Quick promise: nothing gets left out. Every section of the original template is here, now with plain-English explanations, examples, and why-it-matters notes.


Why “CO₂e,” and why the high-estimate approach?

CO₂e (carbon-dioxide equivalent) bundles all major greenhouse gases into one comparable unit. Different gases warm the planet differently and for different lengths of time; CO₂e lets us speak one language.

High-estimate means leaning conservative when data is patchy—using reputable factors and slightly “rounding up” so totals don’t understate reality. This is especially important for aviation, where non-CO₂ effects (like contrails) add warming beyond tailpipe CO₂. Accounting for those ensures results are robust, not optimistic.


What this is built on (the boring—but crucial—bit)

The method aligns with the GHG Protocol and uses current conversion factors from UK DEFRA/BEIS, Australia’s National Greenhouse Accounts (NGA), US EPA, and HCMI for hotels. If a supplier provides good primary data (e.g., actual fuel, metered electricity), use that. If not, use the conservative defaults below and show your sources.
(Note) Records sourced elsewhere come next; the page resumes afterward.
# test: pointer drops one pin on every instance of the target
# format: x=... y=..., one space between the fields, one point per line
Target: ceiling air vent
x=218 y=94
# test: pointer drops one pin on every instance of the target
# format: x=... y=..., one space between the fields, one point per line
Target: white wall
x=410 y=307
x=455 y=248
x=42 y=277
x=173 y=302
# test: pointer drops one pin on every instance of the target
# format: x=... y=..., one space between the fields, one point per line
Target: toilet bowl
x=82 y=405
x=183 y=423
Zero Trace Tours — CO₂e Measurement & Reporting Template (High-Estimate Method)

Purpose (what this report does)

Estimate total greenhouse gas emissions (CO₂e) per tour using a conservative method across Scopes 1–3, then offset 200% to ensure a net-positive contribution to landscapes. Methodology aligns with GHG Protocol and uses up-to-date emission factor sets. (References listed at the end.)

Plain-English take: this is a repeatable recipe. Follow the steps, plug in data, publish the number, then retire twice that many tonnes in high-quality credits. Simple, defensible, auditable.


1) Tour Header (the who/what/where)

Fill this in for each departure so every report is traceable.

  • Tour name:

  • Location / Region:

  • Duration / Season:

  • Group size (max / actual):

  • Start / Finish points:

  • Report period:


2) Scope & Boundaries (what’s included—and why)

  • Scope 1 (direct): On-tour fuel use (4WD, boats, generators).
    Why? These are emissions directly burned for the tour.

  • Scope 2 (energy): Purchased electricity billed directly to the tour (rare; commonly captured via hotels in Scope 3).
    Why? If you pay a power bill for the tour, count it.

  • Scope 3 (value chain):

    • Guest travel to/from start point (see Feeder Hub Logic)

    • Supplier vehicles (buses/coaches), ferries, rail

    • Accommodation (room-nights)

    • Meals & catering (if provided), water & waste handling

    • Hire gear & consumables where material

    • Guide/staff travel specifically for this tour (if not already counted in Scope 1/2)
      Why? Most tour emissions live here—especially flights and hotels.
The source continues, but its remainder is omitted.